End of the Sellouts, Back to the Old Fenway

fenway

The first time I remember hearing anyone swear was when my mother missed a turn as we were driving in Boston. The second time I remember hearing someone swear was Nelly after I purchased his album Country Grammar when I was in the sixth grade.

But hearing people swear and learning how to properly do it—I mean to really properly swear with the satisfaction of ripping a double in the gap—are two different occurrences in one’s life. I learned to swear at Fenway Park.

I learned about passion, too. This was before we won it all; before the current owners took over and before the birth of the pink hats. Worst of all, by far, it was before people went to the game for their own benefit, whether that benefit be getting a tan at the park with some friends, simply having the right to say you went to Fenway that day, or for the benefit of a business interaction with a client and the like.

Back then most people bought their tickets, made the trek on the T, or the 39 bus, or their cars and that God-awful parking nightmare, and stepped into Fenway with one thing on their minds: lifting the Red Sox to victory.

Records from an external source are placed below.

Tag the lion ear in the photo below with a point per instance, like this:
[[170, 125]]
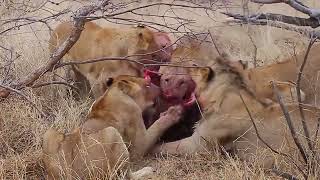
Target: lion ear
[[235, 66], [142, 43], [124, 86], [109, 82]]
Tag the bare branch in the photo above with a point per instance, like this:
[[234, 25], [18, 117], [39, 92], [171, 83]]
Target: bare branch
[[297, 5], [65, 47], [25, 97], [290, 124], [263, 141], [314, 23], [303, 31], [54, 82], [303, 120]]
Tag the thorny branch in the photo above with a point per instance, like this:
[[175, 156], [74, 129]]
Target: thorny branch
[[283, 21], [303, 120], [268, 145], [290, 124]]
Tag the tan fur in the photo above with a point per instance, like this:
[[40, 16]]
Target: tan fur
[[201, 52], [226, 120], [97, 42], [113, 132], [287, 70]]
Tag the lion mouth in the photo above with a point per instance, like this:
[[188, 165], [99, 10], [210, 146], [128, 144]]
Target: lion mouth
[[152, 76], [187, 100]]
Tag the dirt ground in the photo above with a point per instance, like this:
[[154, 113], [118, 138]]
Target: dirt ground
[[22, 127]]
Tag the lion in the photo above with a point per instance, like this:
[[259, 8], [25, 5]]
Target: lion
[[181, 85], [226, 122], [287, 71], [97, 42], [112, 133], [200, 51]]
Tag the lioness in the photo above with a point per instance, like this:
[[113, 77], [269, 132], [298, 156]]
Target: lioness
[[97, 42], [113, 129], [226, 119], [288, 70], [182, 85]]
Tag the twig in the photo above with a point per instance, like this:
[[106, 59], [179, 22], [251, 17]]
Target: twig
[[297, 5], [283, 174], [311, 22], [54, 82], [290, 124], [303, 120], [65, 47], [263, 141], [25, 97], [214, 43]]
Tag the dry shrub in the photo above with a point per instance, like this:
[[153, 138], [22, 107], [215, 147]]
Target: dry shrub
[[22, 128]]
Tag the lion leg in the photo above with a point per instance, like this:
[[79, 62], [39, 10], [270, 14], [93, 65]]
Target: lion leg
[[149, 137], [187, 145], [116, 151], [206, 136]]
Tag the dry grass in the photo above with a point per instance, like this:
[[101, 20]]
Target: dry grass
[[21, 127]]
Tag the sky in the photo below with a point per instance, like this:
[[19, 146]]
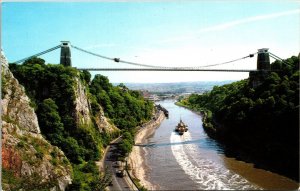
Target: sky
[[165, 33]]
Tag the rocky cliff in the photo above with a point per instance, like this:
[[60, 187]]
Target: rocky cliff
[[83, 111], [28, 160]]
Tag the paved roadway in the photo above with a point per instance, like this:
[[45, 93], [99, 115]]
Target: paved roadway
[[109, 161]]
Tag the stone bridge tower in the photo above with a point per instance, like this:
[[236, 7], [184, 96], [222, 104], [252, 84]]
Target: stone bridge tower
[[263, 67], [65, 54]]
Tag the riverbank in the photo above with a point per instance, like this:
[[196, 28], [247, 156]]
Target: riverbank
[[243, 154], [136, 158]]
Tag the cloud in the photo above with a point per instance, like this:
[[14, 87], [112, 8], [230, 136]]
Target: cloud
[[231, 24], [99, 46]]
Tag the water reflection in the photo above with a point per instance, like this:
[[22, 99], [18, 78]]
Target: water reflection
[[194, 161]]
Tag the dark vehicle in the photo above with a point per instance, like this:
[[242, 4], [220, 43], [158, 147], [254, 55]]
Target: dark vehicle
[[120, 173], [181, 128]]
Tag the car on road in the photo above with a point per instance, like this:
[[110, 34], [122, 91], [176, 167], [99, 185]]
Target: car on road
[[120, 173]]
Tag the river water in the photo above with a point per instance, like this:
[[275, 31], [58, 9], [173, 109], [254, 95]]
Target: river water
[[194, 161]]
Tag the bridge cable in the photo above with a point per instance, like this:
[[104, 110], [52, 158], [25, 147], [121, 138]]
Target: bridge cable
[[156, 66], [38, 54], [278, 58], [115, 59]]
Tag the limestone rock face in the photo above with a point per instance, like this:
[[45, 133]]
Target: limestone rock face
[[82, 106], [26, 155], [103, 124], [83, 111]]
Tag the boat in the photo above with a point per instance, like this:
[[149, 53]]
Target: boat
[[181, 128]]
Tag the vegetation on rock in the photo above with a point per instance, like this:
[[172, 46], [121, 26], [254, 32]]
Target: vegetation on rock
[[52, 90], [259, 124]]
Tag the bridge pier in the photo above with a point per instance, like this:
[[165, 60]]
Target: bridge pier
[[65, 53], [263, 66]]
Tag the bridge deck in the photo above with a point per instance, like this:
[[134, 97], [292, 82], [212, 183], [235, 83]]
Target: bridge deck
[[165, 69]]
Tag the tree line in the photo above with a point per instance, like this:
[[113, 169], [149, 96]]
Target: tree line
[[51, 91], [258, 124]]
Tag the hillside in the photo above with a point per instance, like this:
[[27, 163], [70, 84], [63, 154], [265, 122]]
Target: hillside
[[79, 115], [29, 161], [259, 124]]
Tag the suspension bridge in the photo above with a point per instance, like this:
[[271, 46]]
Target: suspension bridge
[[263, 61]]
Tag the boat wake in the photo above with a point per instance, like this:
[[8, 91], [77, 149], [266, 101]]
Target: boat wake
[[207, 174]]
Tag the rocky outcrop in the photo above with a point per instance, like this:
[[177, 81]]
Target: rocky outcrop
[[28, 160], [82, 106], [83, 111], [103, 123]]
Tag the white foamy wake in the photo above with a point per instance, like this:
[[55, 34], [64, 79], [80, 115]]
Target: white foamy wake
[[207, 174]]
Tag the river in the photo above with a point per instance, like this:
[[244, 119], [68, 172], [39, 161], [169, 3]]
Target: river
[[196, 162]]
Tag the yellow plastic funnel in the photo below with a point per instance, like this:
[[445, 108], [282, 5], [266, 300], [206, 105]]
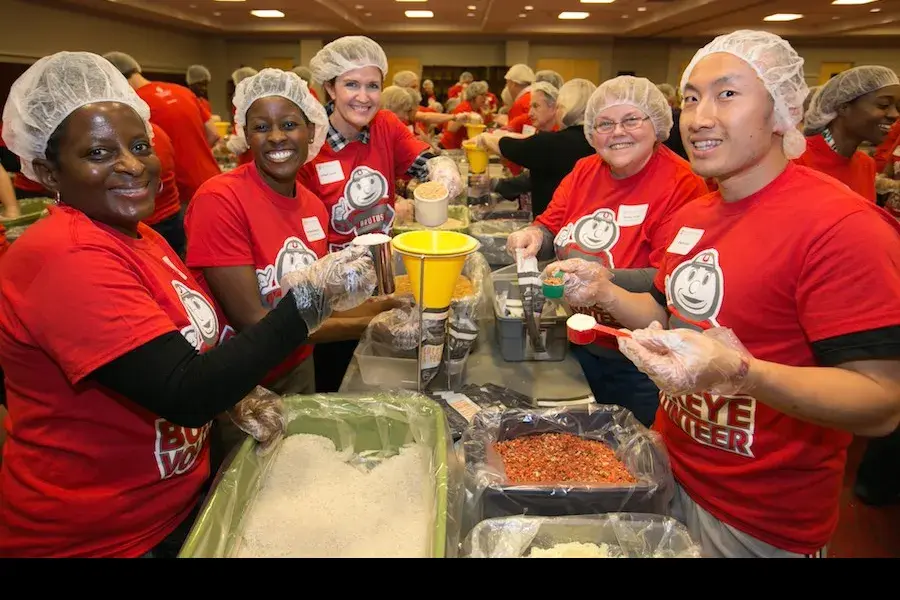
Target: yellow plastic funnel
[[444, 255], [477, 157]]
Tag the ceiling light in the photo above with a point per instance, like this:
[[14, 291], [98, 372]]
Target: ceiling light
[[783, 17]]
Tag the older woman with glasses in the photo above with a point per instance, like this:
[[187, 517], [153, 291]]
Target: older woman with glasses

I went to a few games last season. For the majority of the innings, it felt like a cross between a movie theatre and a middle school cookout: low volume, minimal swearing, and a lack of guided energy. Occasionally, you’d feel that old Fenway spark. The entire crowd’s energy would build and so would the team’s. I felt right at home. Then it would fade, replaced again by the movie theatre feel combined with isolated friendly conversation.

Go on Redsox.com and you’ll see that most of the April home games have tickets available. The sellout streak will end. All that means is the end of the sellout fan. Many Sox fans blame it on the “pink hats,” but I blame it on the business men with their partners and clients who don’t understand the concept of a long reliever or the rules on a sacrifice fly; and who more importantly feel as though displaying too much outward passion makes them look weird to those around them. The fewer sellouts there are just might mean the more swear words you’ll hear. That sounds fine to me.